When Mr. Moss started the eponymous business in 2020, he was working out of his apartment in Queens’ Long Island City area. By that time, he had saved enough money to cover rent and living expenses for several months, he said. Two weeks later, New York implemented a blockade against the pandemic.

“Who will buy the jewelry?” Mr. Moss recalled thinking at the time. “No one even knows where we get our food from.”

Initial six-figure custom orders, including from rapper Jack Harlow and music producer Rvssian, have helped his business grow, and allowed him to open, he said. stores in its diamond district location.

From Mr. Moss’s office overlooking 47th Street, the glittering red lights of Times Square looked a bit like the shimmering rubies of Burma. Inside, there are both real stone (diamond in jewelry display case, green marble on wall) and imitation stone (in one corner, wall is treated to look like a caveor “diamond cave,” as Mr. Moss calls it).

In another corner is the arcade game Pac-Man and a vending machine that Mr. Moss hopes will one day fill with branded trinkets. “Key chains, ashtrays, things you can only get here,” he said.
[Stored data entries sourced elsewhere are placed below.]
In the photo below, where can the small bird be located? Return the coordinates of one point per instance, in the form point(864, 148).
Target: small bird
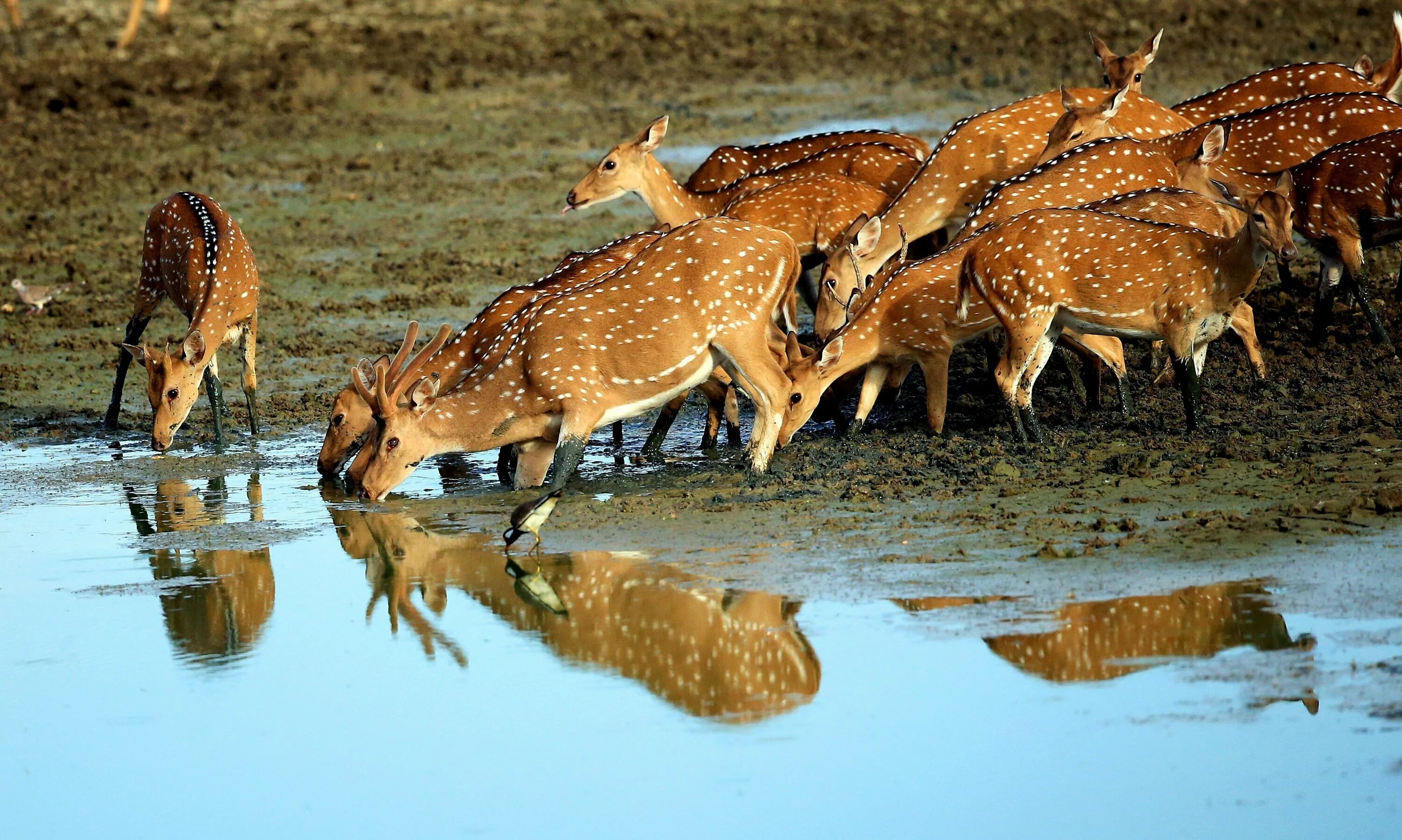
point(37, 296)
point(530, 517)
point(535, 590)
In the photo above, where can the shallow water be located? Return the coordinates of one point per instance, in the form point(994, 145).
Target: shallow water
point(201, 648)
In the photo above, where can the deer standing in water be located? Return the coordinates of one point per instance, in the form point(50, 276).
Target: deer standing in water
point(908, 316)
point(1293, 82)
point(730, 164)
point(197, 256)
point(1051, 270)
point(1349, 199)
point(700, 298)
point(134, 21)
point(973, 156)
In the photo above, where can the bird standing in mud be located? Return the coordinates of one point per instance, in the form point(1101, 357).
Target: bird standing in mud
point(37, 296)
point(530, 517)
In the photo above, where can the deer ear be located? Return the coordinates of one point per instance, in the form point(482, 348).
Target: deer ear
point(1215, 145)
point(867, 237)
point(422, 394)
point(1067, 100)
point(832, 352)
point(1114, 103)
point(1102, 50)
point(651, 136)
point(1150, 48)
point(194, 348)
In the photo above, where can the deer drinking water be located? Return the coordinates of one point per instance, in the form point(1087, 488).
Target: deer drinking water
point(197, 256)
point(1051, 270)
point(699, 298)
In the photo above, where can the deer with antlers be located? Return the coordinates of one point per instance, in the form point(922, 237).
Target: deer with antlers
point(352, 421)
point(197, 256)
point(1348, 201)
point(807, 204)
point(973, 156)
point(1049, 270)
point(699, 298)
point(1126, 72)
point(902, 317)
point(1293, 82)
point(730, 164)
point(134, 21)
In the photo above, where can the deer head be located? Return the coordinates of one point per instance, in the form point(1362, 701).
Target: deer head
point(620, 171)
point(1126, 72)
point(400, 444)
point(807, 370)
point(1081, 125)
point(840, 274)
point(173, 383)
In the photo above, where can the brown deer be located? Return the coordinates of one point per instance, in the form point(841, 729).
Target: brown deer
point(908, 316)
point(730, 164)
point(973, 156)
point(1173, 205)
point(699, 298)
point(710, 651)
point(1348, 201)
point(1105, 640)
point(1293, 82)
point(197, 256)
point(134, 21)
point(1126, 72)
point(1049, 270)
point(351, 420)
point(812, 209)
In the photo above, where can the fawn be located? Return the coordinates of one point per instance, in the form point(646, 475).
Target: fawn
point(1049, 270)
point(197, 256)
point(699, 298)
point(1293, 82)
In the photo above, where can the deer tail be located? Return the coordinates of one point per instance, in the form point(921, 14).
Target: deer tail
point(1391, 71)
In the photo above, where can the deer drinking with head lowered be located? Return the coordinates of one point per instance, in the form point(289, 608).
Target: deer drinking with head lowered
point(1049, 270)
point(1293, 82)
point(699, 298)
point(197, 256)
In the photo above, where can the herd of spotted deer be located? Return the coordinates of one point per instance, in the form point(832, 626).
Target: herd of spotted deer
point(1091, 215)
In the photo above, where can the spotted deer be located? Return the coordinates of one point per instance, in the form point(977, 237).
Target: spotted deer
point(352, 421)
point(812, 209)
point(134, 21)
point(197, 256)
point(1173, 205)
point(1293, 82)
point(730, 164)
point(699, 298)
point(1126, 72)
point(1349, 199)
point(1049, 270)
point(972, 157)
point(908, 316)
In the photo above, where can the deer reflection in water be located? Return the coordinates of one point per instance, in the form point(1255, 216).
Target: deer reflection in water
point(713, 653)
point(219, 599)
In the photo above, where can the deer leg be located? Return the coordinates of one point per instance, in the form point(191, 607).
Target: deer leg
point(1331, 272)
point(124, 359)
point(250, 347)
point(873, 384)
point(652, 448)
point(216, 397)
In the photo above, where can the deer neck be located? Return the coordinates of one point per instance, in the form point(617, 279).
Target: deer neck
point(671, 202)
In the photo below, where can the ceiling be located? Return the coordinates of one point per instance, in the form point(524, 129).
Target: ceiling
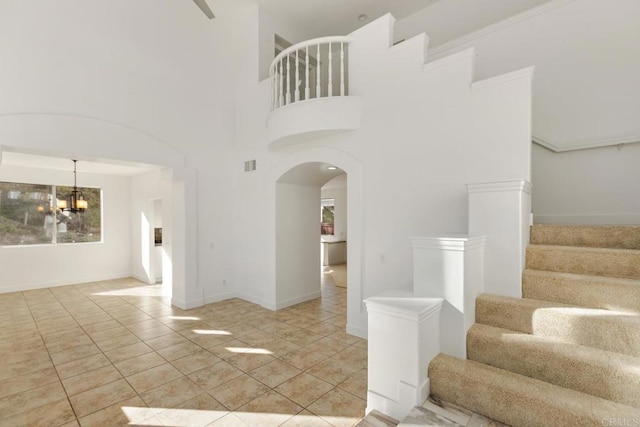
point(337, 17)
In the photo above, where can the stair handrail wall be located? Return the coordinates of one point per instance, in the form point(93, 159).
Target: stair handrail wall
point(300, 61)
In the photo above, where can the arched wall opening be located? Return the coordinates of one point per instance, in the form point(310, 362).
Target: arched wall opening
point(293, 171)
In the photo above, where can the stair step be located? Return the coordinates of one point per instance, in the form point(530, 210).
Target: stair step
point(604, 374)
point(516, 399)
point(608, 236)
point(609, 330)
point(623, 263)
point(587, 291)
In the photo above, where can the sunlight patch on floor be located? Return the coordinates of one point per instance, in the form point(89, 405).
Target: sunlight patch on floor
point(211, 332)
point(138, 291)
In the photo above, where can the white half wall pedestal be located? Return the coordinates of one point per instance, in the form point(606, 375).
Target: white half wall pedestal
point(502, 211)
point(404, 335)
point(452, 268)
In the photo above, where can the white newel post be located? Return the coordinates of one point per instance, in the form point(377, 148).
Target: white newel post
point(452, 268)
point(502, 211)
point(404, 336)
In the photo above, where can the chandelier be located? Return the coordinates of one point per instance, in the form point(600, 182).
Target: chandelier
point(76, 202)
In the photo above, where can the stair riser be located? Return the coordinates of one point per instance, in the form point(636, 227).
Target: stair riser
point(517, 400)
point(607, 375)
point(620, 237)
point(585, 292)
point(608, 332)
point(597, 262)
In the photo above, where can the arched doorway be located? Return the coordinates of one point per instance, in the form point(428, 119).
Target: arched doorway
point(296, 183)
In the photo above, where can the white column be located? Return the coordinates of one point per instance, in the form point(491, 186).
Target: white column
point(179, 239)
point(502, 211)
point(450, 267)
point(403, 338)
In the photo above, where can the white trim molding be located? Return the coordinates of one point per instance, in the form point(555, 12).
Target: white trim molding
point(583, 145)
point(461, 242)
point(519, 185)
point(524, 73)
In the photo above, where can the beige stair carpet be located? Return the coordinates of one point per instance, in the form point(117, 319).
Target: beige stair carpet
point(607, 293)
point(518, 400)
point(568, 352)
point(613, 236)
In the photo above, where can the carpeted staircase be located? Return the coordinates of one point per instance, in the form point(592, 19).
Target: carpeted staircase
point(568, 352)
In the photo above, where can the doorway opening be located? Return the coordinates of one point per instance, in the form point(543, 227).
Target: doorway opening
point(310, 231)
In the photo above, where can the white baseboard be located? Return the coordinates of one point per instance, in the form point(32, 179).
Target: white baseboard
point(587, 219)
point(358, 331)
point(220, 297)
point(55, 284)
point(297, 300)
point(187, 305)
point(408, 397)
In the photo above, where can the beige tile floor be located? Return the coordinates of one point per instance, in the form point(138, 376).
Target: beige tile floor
point(116, 353)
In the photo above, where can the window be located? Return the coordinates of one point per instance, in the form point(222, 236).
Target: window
point(29, 216)
point(327, 208)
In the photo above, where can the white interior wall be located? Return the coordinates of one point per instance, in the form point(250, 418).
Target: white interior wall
point(148, 81)
point(156, 256)
point(424, 135)
point(146, 189)
point(30, 267)
point(593, 186)
point(298, 243)
point(339, 194)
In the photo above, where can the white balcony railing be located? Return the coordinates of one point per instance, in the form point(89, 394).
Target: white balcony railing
point(319, 65)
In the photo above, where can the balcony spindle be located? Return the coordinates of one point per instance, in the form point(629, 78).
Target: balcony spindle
point(341, 68)
point(274, 92)
point(330, 80)
point(318, 87)
point(307, 90)
point(297, 82)
point(281, 97)
point(288, 80)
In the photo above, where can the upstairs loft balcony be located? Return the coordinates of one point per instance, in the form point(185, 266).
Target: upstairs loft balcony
point(310, 90)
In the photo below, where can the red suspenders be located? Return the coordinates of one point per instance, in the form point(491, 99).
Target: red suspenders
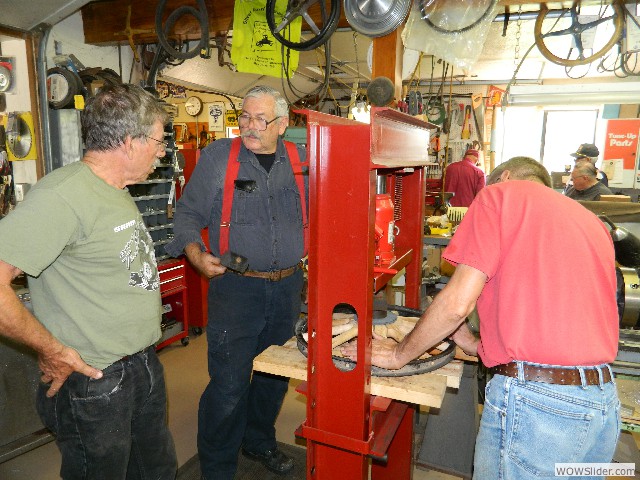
point(227, 196)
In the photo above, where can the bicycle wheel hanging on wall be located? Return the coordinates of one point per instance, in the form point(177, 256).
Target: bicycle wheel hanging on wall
point(326, 11)
point(579, 32)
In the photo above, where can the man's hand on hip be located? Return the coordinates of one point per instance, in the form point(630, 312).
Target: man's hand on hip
point(57, 365)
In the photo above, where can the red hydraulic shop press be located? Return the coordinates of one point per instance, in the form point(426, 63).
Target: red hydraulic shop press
point(346, 425)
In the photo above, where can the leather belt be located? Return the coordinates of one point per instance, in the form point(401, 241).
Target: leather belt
point(144, 350)
point(273, 275)
point(555, 375)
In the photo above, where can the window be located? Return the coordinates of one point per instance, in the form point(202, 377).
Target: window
point(548, 135)
point(563, 132)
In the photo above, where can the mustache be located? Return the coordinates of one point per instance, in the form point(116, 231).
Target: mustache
point(250, 133)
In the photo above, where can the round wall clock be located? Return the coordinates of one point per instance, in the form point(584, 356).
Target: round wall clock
point(193, 106)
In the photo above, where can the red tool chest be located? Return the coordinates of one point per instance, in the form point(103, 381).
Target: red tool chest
point(173, 290)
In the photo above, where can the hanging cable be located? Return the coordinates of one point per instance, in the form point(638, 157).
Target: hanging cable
point(200, 15)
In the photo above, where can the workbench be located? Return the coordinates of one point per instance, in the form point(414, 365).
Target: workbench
point(427, 389)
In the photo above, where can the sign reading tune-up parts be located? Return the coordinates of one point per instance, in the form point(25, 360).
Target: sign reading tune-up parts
point(621, 146)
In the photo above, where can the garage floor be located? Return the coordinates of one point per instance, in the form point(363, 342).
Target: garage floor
point(185, 369)
point(186, 374)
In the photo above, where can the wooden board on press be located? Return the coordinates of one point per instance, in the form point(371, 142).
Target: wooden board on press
point(425, 389)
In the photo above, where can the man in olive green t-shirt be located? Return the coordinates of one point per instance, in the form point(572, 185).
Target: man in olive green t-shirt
point(94, 285)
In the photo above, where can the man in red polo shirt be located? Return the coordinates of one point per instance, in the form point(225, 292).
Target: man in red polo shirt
point(548, 325)
point(464, 179)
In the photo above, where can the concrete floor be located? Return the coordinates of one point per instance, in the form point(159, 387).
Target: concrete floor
point(186, 375)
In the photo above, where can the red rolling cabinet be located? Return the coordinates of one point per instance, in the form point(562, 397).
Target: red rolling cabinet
point(197, 285)
point(173, 290)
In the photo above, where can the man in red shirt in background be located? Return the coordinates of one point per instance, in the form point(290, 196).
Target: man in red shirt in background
point(464, 179)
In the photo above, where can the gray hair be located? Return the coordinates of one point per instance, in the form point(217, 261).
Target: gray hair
point(585, 168)
point(282, 107)
point(117, 112)
point(521, 168)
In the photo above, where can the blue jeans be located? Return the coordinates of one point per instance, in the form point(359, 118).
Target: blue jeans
point(113, 428)
point(527, 427)
point(246, 315)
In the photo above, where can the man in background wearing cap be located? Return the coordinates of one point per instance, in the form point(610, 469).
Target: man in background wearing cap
point(464, 179)
point(588, 152)
point(584, 184)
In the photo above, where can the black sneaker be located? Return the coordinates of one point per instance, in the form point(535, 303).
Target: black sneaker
point(274, 460)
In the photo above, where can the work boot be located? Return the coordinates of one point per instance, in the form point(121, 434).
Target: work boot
point(274, 460)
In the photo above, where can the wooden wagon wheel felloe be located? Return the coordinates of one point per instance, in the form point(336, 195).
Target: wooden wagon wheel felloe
point(345, 328)
point(576, 30)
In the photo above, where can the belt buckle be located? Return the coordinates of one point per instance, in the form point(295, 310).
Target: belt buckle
point(275, 275)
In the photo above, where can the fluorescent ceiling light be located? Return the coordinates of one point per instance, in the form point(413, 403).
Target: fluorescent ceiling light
point(594, 93)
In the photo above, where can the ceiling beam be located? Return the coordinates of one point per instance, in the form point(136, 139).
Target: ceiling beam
point(105, 21)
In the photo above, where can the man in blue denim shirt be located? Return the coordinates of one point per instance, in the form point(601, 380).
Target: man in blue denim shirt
point(252, 310)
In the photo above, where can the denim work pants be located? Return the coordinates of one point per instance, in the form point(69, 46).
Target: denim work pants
point(113, 428)
point(527, 427)
point(246, 315)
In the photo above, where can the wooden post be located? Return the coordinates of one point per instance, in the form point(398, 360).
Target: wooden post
point(387, 59)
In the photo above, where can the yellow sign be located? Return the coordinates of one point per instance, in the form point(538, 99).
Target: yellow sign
point(254, 49)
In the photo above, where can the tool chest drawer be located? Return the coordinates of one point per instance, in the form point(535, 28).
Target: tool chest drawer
point(172, 275)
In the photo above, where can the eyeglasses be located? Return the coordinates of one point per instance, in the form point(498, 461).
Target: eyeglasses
point(260, 123)
point(159, 142)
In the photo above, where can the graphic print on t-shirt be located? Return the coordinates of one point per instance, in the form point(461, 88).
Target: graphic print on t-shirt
point(141, 244)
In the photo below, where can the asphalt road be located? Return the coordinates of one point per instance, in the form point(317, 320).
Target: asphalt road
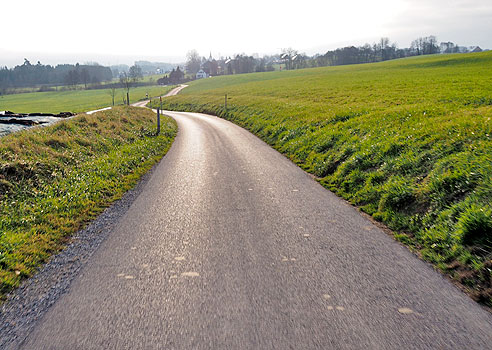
point(231, 246)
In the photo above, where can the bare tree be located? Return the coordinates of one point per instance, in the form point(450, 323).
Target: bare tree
point(127, 80)
point(193, 62)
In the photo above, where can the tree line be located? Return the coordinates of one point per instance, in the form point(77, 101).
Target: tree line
point(29, 75)
point(288, 59)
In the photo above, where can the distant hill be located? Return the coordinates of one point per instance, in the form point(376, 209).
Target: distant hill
point(155, 67)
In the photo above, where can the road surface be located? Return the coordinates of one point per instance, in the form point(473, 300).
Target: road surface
point(231, 246)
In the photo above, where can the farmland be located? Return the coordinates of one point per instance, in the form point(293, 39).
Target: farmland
point(407, 141)
point(73, 100)
point(54, 180)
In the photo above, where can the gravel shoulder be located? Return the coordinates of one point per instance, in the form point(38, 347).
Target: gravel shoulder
point(27, 304)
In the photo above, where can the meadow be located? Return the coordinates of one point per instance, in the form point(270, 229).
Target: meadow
point(407, 141)
point(74, 100)
point(55, 179)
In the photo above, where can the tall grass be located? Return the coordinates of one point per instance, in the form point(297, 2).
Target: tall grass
point(74, 100)
point(54, 179)
point(407, 141)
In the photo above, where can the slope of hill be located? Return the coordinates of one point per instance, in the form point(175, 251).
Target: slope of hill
point(408, 141)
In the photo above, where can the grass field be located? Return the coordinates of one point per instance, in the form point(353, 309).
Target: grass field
point(53, 180)
point(73, 101)
point(407, 141)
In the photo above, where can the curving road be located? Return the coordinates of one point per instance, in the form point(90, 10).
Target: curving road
point(231, 246)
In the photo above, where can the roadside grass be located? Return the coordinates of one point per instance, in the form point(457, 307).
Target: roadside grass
point(407, 141)
point(75, 100)
point(53, 180)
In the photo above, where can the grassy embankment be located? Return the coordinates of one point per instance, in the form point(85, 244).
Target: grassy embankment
point(407, 141)
point(73, 101)
point(53, 180)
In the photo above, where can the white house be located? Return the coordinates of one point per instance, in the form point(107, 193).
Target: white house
point(201, 74)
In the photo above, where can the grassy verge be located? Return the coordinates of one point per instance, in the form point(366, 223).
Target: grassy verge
point(407, 141)
point(74, 101)
point(53, 180)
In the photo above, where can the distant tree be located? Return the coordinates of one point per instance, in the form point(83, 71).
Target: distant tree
point(193, 62)
point(176, 76)
point(135, 73)
point(85, 77)
point(126, 84)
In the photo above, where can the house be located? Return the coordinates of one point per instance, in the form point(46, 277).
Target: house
point(201, 74)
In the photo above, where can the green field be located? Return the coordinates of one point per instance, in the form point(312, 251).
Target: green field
point(407, 141)
point(73, 101)
point(53, 180)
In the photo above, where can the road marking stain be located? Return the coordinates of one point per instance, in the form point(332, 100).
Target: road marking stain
point(405, 310)
point(190, 274)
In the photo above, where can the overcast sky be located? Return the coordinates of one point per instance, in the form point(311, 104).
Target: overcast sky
point(113, 32)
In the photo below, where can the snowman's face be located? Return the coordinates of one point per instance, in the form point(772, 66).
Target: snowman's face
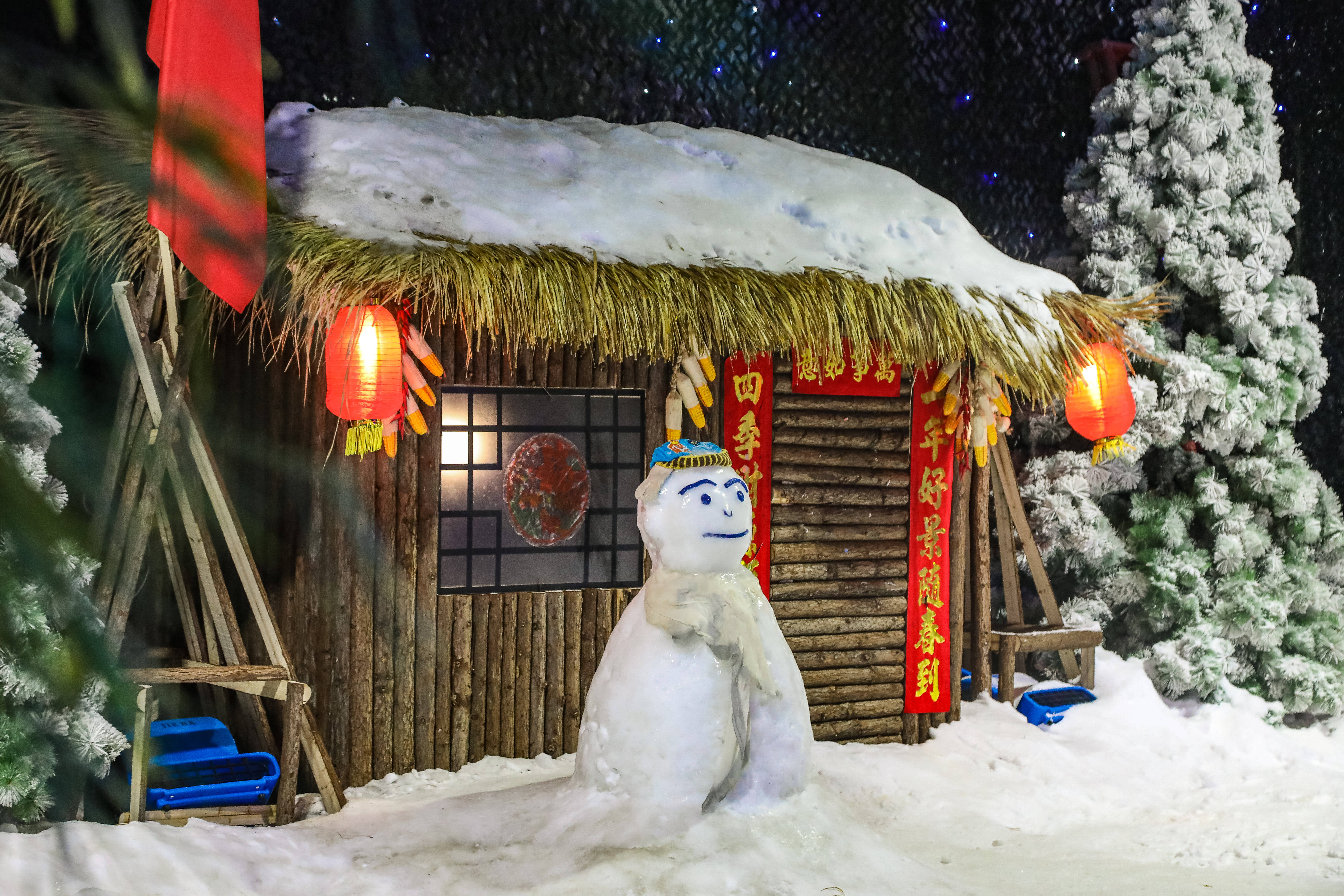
point(701, 523)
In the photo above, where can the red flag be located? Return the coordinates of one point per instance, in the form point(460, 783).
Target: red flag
point(209, 170)
point(748, 429)
point(929, 680)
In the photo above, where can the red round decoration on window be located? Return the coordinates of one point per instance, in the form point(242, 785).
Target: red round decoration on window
point(1100, 405)
point(546, 490)
point(363, 365)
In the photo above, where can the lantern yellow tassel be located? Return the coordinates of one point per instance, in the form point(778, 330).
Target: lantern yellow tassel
point(1109, 448)
point(363, 437)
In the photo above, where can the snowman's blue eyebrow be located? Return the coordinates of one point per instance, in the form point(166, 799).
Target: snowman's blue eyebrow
point(695, 484)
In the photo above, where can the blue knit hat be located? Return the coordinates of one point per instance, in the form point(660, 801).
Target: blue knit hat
point(682, 455)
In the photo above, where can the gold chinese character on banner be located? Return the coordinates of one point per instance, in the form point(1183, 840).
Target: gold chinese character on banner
point(932, 549)
point(886, 370)
point(752, 477)
point(927, 679)
point(931, 588)
point(807, 366)
point(932, 487)
point(929, 636)
point(935, 437)
point(748, 387)
point(748, 438)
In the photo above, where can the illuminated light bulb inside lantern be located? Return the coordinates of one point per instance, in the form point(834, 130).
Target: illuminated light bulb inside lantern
point(366, 350)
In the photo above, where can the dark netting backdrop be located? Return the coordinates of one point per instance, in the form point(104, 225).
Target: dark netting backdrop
point(983, 101)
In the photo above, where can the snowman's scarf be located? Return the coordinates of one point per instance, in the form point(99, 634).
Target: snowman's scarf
point(718, 608)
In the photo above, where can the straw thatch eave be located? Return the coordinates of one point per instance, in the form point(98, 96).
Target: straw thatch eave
point(57, 186)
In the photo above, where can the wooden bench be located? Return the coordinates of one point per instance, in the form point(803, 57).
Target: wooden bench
point(1013, 640)
point(265, 682)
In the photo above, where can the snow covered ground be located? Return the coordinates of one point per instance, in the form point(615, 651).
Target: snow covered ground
point(1130, 796)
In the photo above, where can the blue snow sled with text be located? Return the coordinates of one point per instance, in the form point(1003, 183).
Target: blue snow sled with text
point(197, 764)
point(1050, 706)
His office and showroom are a few floors away from his line-products factory, a space Mr. Moss previously used as his first office in the World Diamond Tower. (“He’s moving on, like George Jefferson,” as ASAP Rocky put it.) The factory is made up of two lab-like rooms, where a head jeweler oversees a team of three goldsmiths. diamonds as they lay stones and cut precious metals with lasers.

Mr. Moss, who employs 15 people, is quick to point out that the artisans in the factory are the “jewelers” who make his pieces and that he is the “jewelry designer” who devises them. “I am like Ralph Lifshitz,” said Mr. Moss, referring to founder Ralph Lauren, who built an empire based not on sewing expertise but on creative vision.

When discussing his company’s future, Mr. Moss mentioned his desire for it to follow the trajectory of Chrome Hearts, which has evolved from a niche product line to a lifestyle brand over the years. year, partly because famous music artists (Cher) and models (Bella Hadid) helped popularize silver jewelry, hoodies, and t-shirts.

“Chrome Hearts can be obtained,” Mr. Moss said. “That’s the direction we’re going.”

He is working on renderings for a watch that he hopes to begin production in partnership with a watch maker in the coming years. Although Mr. Moss has customized vintage Cartier and Rolex watches – a process he calls “Frankensteining” – he has yet to design his own watches.

He also wants to open a flagship store and showroom in SoHo. Mr. Moss said that while his business has thrived in the diamond district, there are connections to the surrounding area that could become constraints to further development.

“A lot of jewelers in our space are like Jeweler Chris, Jeweler Jacob,” he said. “I am not Alex the Jeweler. We are Alex Moss New York.”